Specifically, our results indicate that the market factor is the only factor that is consistently
priced across all test portfolios. As previously noted, this is a relatively uncommon finding in
comparison to previous UK-based literature. In addition, similarly to Gregory et al. (2013), we
find evidence that the value factor (as defined by Asness and Frazzini, 2013) and momentum factor
are mostly capable of explaining cross-sectional variation in expected returns. However, they are
not priced in all test portfolios. Nevertheless, as previously mentioned, given Asness and Frazzini's
(2013) finding that the traditional definition of value (HML) can be viewed as a portfolio of a more
accurate proxy for true value (𝐻𝑀𝐿𝐷𝐸𝑉
), momentum (𝑈𝑀𝐷), and noise, we warn that the choice
of 𝐻𝑀𝐿 as a definition of value is likely to lead towards misleading conclusions, as evident from
previous claims over value's redundancy, as well as momentum's capability in explaining cross-
sectional variation.
Furthermore, the contrast between the poor performance of the profitability factor (as
defined by Novy-Marx, 2013) when tested against (5 × 5) test portfolios and its relatively strong
performance on (2 × 4 × 4) test portfolios may stand as evidence that the profitability factor has
the potential to explain cross-sectional variation. Nonetheless, the factor's definition appears to be
empirically problematic. Therefore, in parallel to Nichol and Dowling's (2014) initial suggestion
and motivated by the fact that Foye's (2018) results have failed to identify which specification of
profitability best describes equity returns in the UK, we believe that further research is required
due to the factor's overall potential. In addition, we believe that the alternative definition of
profitability based on cash profitability, which is unaffected by accruals, as proposed by Ball et al.

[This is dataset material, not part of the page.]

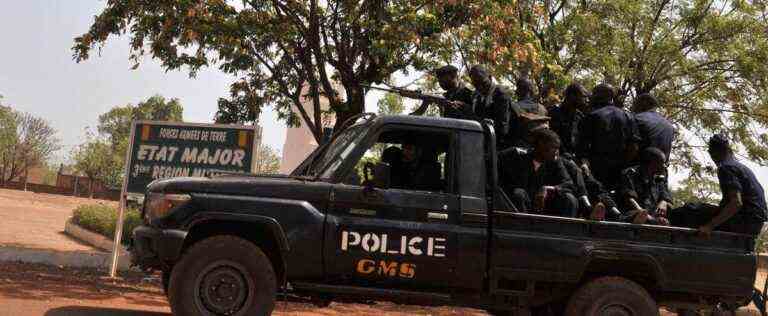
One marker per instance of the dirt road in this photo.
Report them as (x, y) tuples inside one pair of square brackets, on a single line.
[(39, 290)]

(2016), which has not been considered by Foye (2018), could prove to be a potential candidate.
21
Our view is motivated by the US-based evidence from various tests conducted by Fama and French
(2018). Another finding is that both the size factor and investment factor appear to be ineffective
in a UK context, given that all of our test portfolios were unable to price them.

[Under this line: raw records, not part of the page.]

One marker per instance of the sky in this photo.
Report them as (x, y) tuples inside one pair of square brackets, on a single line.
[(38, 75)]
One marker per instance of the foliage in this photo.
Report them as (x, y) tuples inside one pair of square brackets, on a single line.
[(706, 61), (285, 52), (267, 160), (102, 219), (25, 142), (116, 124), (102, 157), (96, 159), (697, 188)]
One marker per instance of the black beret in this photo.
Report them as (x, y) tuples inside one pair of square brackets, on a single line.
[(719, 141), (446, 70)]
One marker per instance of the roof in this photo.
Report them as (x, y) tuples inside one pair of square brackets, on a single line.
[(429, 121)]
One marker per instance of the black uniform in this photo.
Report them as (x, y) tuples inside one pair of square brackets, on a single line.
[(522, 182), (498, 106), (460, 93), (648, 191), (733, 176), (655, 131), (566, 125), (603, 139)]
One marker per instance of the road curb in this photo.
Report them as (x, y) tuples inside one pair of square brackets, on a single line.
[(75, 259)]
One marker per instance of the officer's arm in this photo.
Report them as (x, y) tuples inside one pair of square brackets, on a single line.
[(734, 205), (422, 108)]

Of course, our research is not without its shortcomings. For instance, given the fact that all
but one of our test portfolio groups have failed to reject the null hypothesis of the chi-squared test,
that the pricing errors are jointly equal to zero, following Lewellen et al.'s (2010) critique, we are
forced to be sceptical of our results concerning which factors are priced. Furthermore, given Lo
and MacKinlay's (1990) and Lewellen et al.'s (2010) critique against solely relying on test
portfolios formed using the same characteristics as the factors, we are critical of the fact that all of
our test portfolios are formed from the same characteristics as our factors. Nonetheless, we believe
that using a wide range of test portfolios, as advocated by Foye (2018), can help provide a clearer
view. For this reason, as mentioned earlier, we are sceptical of Fletcher's (2019) conclusion that
the six-factor model of Fama and French (2018) with small spread factors provides the best
performance compared to all factor models tested in the UK, which is entirely based on the results
from size-value and size-momentum intersecting test portfolios.
Another potentially limiting factor is the fact that our factors are constructed using only the
largest 350 firms in terms of market capitalisation. However, as recognised by Fama and French
(2012), the choice of appropriate breakpoints when forming regional factor portfolios is crucial.
Ergo, if one wishes to construct the factors from a broader firm sample must carefully choose the
appropriate breakpoints for that particular sample, as we did following Gregory et al. (2001, 2013).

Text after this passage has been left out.